都民のみなさんへ

平成24年10月15日更新

発言内容

都民のみなさんへ (10月)

 リオに次ぐ夏季のオリンピック大会の招致をどこにやるかということをですね、来年の9月にブエノスアイレスで決まるわけです。
 その前に、3月の初旬に視察団が来まして、東京の状況を視察する。これはほとんど4年前とも変わらないと思うのですけれども、1つ条件が変わったのは、選手村の候補地が実は変わりまして、元々、国がなかなか「うん」と言わなかったので東京でオリンピック規格のスタジアムを作ろうかということでしたが、幸い、霞ヶ丘の、今の神宮のあのスタジアムを大改修してオリンピックの規格に合うものにすることが決まりましたので、その分もっとスペースの広い選手村ということになりますから。これはちょっと一つのハンディキャップだったのですけれども、これも解消されました。
 そういう点で、東京は非常に有望だと私は信じておりますが、これは何といっても大事なことは、東京の都民の皆さん方の支持率というのがもっと強いものにならないと、なかなか印象的にハンディキャップになりかねない。

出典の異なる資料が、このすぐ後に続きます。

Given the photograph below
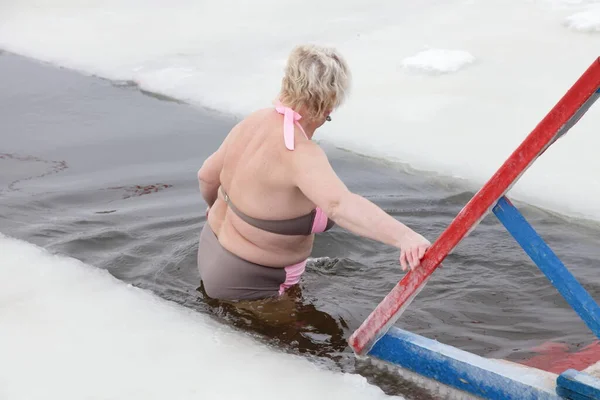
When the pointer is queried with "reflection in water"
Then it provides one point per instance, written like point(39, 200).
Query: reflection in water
point(288, 321)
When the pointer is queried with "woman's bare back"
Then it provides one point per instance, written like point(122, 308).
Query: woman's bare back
point(258, 178)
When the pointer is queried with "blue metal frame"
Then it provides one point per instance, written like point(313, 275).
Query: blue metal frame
point(568, 286)
point(573, 384)
point(497, 379)
point(489, 379)
point(492, 379)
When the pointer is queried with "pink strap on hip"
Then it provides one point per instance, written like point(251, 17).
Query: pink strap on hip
point(292, 275)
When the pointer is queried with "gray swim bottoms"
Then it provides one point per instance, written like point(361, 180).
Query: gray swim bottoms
point(226, 276)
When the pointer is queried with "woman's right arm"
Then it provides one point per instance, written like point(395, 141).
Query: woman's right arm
point(315, 177)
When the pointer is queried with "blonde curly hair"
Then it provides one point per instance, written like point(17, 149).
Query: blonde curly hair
point(316, 79)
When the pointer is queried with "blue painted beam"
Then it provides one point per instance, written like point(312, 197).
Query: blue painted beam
point(569, 395)
point(571, 290)
point(462, 370)
point(579, 383)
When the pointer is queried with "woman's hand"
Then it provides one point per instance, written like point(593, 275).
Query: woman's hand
point(412, 249)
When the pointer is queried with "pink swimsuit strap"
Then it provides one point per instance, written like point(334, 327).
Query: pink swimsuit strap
point(290, 118)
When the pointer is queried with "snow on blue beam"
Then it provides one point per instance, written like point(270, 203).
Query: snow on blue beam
point(575, 384)
point(571, 290)
point(488, 379)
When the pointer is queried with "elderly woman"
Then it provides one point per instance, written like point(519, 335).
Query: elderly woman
point(270, 188)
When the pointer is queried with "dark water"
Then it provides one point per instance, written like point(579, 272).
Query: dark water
point(105, 173)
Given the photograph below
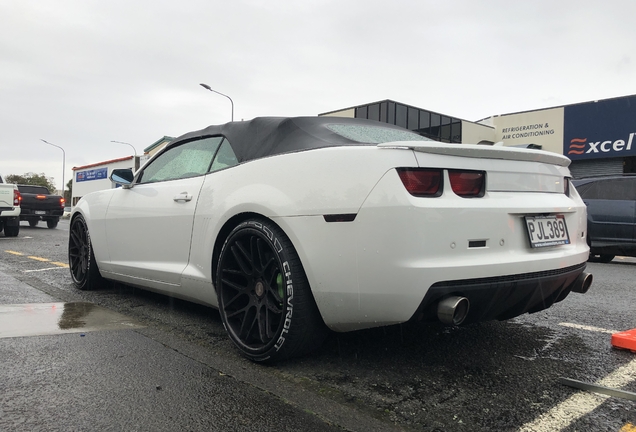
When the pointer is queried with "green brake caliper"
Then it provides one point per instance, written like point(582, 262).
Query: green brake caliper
point(279, 283)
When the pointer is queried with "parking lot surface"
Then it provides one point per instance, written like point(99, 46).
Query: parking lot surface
point(494, 376)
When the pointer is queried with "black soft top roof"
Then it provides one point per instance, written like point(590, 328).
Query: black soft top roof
point(268, 136)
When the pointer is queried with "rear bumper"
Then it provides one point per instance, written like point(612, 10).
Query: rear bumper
point(502, 297)
point(9, 212)
point(30, 214)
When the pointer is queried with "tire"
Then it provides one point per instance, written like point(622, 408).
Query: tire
point(11, 231)
point(52, 223)
point(268, 317)
point(84, 271)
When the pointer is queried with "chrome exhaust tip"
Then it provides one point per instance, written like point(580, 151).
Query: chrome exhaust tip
point(582, 283)
point(453, 310)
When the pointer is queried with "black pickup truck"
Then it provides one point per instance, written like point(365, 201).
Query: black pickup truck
point(38, 204)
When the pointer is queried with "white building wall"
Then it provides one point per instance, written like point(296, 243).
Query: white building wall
point(473, 133)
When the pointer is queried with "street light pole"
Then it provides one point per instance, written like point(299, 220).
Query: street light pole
point(135, 160)
point(63, 163)
point(207, 87)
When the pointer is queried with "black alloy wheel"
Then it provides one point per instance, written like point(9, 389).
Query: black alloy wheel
point(81, 258)
point(264, 298)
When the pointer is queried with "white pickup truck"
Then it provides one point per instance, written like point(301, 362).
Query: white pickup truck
point(9, 208)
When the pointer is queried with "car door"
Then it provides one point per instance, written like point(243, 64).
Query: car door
point(611, 208)
point(149, 225)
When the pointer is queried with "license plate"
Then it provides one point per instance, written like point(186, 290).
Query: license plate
point(544, 231)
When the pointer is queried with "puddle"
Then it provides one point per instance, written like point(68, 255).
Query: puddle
point(57, 318)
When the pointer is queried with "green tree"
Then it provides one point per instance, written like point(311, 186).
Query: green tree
point(32, 179)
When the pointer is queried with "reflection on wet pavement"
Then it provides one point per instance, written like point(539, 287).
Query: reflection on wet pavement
point(56, 318)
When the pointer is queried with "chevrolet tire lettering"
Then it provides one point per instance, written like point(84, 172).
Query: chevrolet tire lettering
point(264, 298)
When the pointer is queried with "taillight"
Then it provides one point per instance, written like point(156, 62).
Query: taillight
point(467, 184)
point(421, 182)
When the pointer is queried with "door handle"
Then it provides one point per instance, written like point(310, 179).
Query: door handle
point(183, 196)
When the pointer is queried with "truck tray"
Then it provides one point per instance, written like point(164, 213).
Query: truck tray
point(625, 340)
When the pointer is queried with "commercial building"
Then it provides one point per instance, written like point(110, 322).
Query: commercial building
point(598, 136)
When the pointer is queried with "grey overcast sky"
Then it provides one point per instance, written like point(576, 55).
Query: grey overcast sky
point(81, 73)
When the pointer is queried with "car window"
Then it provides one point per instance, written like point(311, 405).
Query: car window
point(374, 134)
point(189, 159)
point(621, 189)
point(224, 158)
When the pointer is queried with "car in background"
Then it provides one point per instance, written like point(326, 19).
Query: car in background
point(292, 226)
point(10, 200)
point(611, 215)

 この間、私が怒ったんです、実はね。なでしこジャパンが世界選手権で優勝した時に、何でパレードしないんだと。日本の女性のサッカーが世界一になって、アメリカを破って劇的に優勝したのに、何でパレードしないんだと怒ったんですけれども、率直に言って、JOCってあまり気が利かない、そういうところは。それでこの間、私が怒ったのを覚えていまして、オリンピックの選手達のパレードしましたね。銀座にあれだけ人があふれたというのは前代未聞のことですね。私もテレビで見ましたけれども、銀座の、メインストリートじゃないですよ、横のかなり大きな通りの奥の奥まで人があふれていて、あんな遠くから選手なんて見えるわけがないのに、50万の人が集まって歓呼して選手たちを迎えた。
 ただ、私は恐らく、あの50万の人間の中に東京の都民というのは5%いたかな、という気がしますな。東京というのは贅沢な街ですから、何があっても当たり前で、都民の方々も贅沢に慣れてしまって、何があっても当たり前だという気分が抜けないのかもしれないけれども、やっぱり東京にオリンピックを持ってくるんだという意志表示を調査の時にひとりひとりの都民がしてくれないと。これは日本国中、田舎でやるわけじゃありませんから。そういう点で私は都民の、別にお金を出してくれというわけじゃないんだ。東京都は財政再建しましたから、4千億の貯金がありますよ。これを全部オリンピックに使うつもりで取ってあるんですから。あとは特に都民の心の協力が絶対に必要だと思うんです。
 それから、オリンピックの推進役でありますJOC、これもちょっとしっかりしてもらいたい。何でもかんでも東京にやれといったって、私なんかオリンピック委員会の世界の委員、IOCの委員なんか一人も知りませんから、友達もいませんからね。いきなり連れて行って、あの人間と抱き合ってハグして、「『よろしく頼む』と言ってくれ」といっても、そんなものはただの社交辞令であって、向こうが「はいはい、うんうん」と笑って聞くかもしれないけど、そんなものでオリンピック招致が獲得できたら安いものですよ。もっと色々な陰に陽の外交があって、その努力の賜物として結果が決まるわけでしてね。
 例えば、コペンハーゲンで、残念ながら日本(東京)がシカゴに次いで敗れた。その時に、この間(ロンドン)オリンピックの最高責任者、セバスチャン・コーという、かつての中距離ランナー、名選手ですけれども。これがなかなか取っ付きの悪い男で、私2、3回会いましたけれども、色々問題も抱えているから憂鬱な顔をしていたんでしょうが、その男が、コペンハーゲンですからロンドンオリンピックのはるか前の時ですけれども、日本が敗れたと聞いて、わざわざ日本のブースにやってきて、何て言ったかといったら、「私から見たら日本のプレゼンテーションは最高だった」と。「日本、東京が準備している準備体制というのは、資金の面も含めて全く羨ましい限りだ。しかるにな」と言って肩をすくめて、慰めというのでしょうか、一言残して去って行った。これは決してただのお世辞じゃなくて、オリンピックの招致ゲーム、ビディングゲームというものの本質というものを彼はよく精知しているから、「残念だったな」という意味で言葉を残したと思いますがね。
 そういうものを熟知した上でJOCが国を動かす、何を動かす。東京は動いているわけですから。JOCがもっと強いスクラムを組んで突っ込んで行かなかったら、オリンピック招致ゲームのトライはなかなか難しいと思いますよ。見えない所のゲームも含めて、そういう多角的な複合的な戦いの進め方というのは、日本人は割とこの頃鈍くなって、苦手になってきましたけどね。それを皆で、知恵を出し合って、いいサジェスチョンがあったらどんどん発言して、JOCに力を、知恵を与えてやっていただきたい。
 それを国民の皆さんにお願いします。